Note my system java version is woefully out-of-date:

$ /usr/lib64/jvm/jre/bin/java ‐version

java version "1.6.0"
Java(TM) SE Runtime Environment (build pxa6460sr16fp15-20151106_01(SR16 FP15))
IBM J9 VM (build 2.4, JRE 1.6.0 IBM J9 2.4 Linux amd64-64 jvmxa6460sr16fp15-20151020_272943 (JIT enabled, AOT enabled)
J9VM - 20151020_272943
JIT  - r9_20151019_103450
GC   - GA24_Java6_SR16_20151020_1627_B272943)
JCL  - 20151105_01

whereas the Cognos-supplied Java is two versions ahead:
cognos10:/web/cognos11> ./jre/bin/java ‐version

java version "1.8.0"
Java(TM) SE Runtime Environment (build pxa6480sr4fp10-20170727_01(SR4 FP10))
IBM J9 VM (build 2.8, JRE 1.8.0 Linux amd64-64 Compressed References 20170722_357405 (JIT enabled, AOT enabled)
J9VM - R28_20170722_0201_B357405
JIT  - tr.r14.java_20170722_357405
GC   - R28_20170722_0201_B357405_CMPRSS
J9CL - 20170722_357405)
JCL - 20170726_01 based on Oracle jdk8u144-b01

Instead of the previous approach which involved upgrading the system Java, I decided to just try the Java version Cognos itself had installed. In the following commands note that my installation directory was /web/cognos11.

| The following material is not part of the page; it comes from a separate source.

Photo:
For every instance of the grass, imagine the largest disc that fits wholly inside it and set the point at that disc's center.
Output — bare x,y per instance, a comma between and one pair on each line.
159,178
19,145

$ cd /web/cognos11; export JAVA_HOME=`pwd`/jre
$ ./cogconfig.sh

Using /web/cognos11/jre/bin/java
06/06/2018,11:13:04,Dbg,Use Customized settings for font and color.
SLF4J: Class path contains multiple SLF4J bindings.
SLF4J: Found binding in [jar:file:/web/cognos11/bin/slf4j-nop-1.7.23.jar!/org/slf4j/impl/StaticLoggerBinder.class]
SLF4J: Found binding in [jar:file:/web/cognos11/configuration/utilities/config-util.jar!/org/slf4j/impl/StaticLoggerBinder.class]
SLF4J: See http://www.slf4j.org/codes.html#multiple_bindings for an explanation.
SLF4J: Actual binding is of type [org.slf4j.helpers.NOPLoggerFactory]
06/06/2018,11:13:10,Dbg,The original cogstartup.xml file is clear text. Don't back it up.

That is to say, it worked! I’ve often seen software packages install their own versions of Java. This is the first time I thought to take advantage of that. Wish I had thought of this approach during the Cognos 10 install!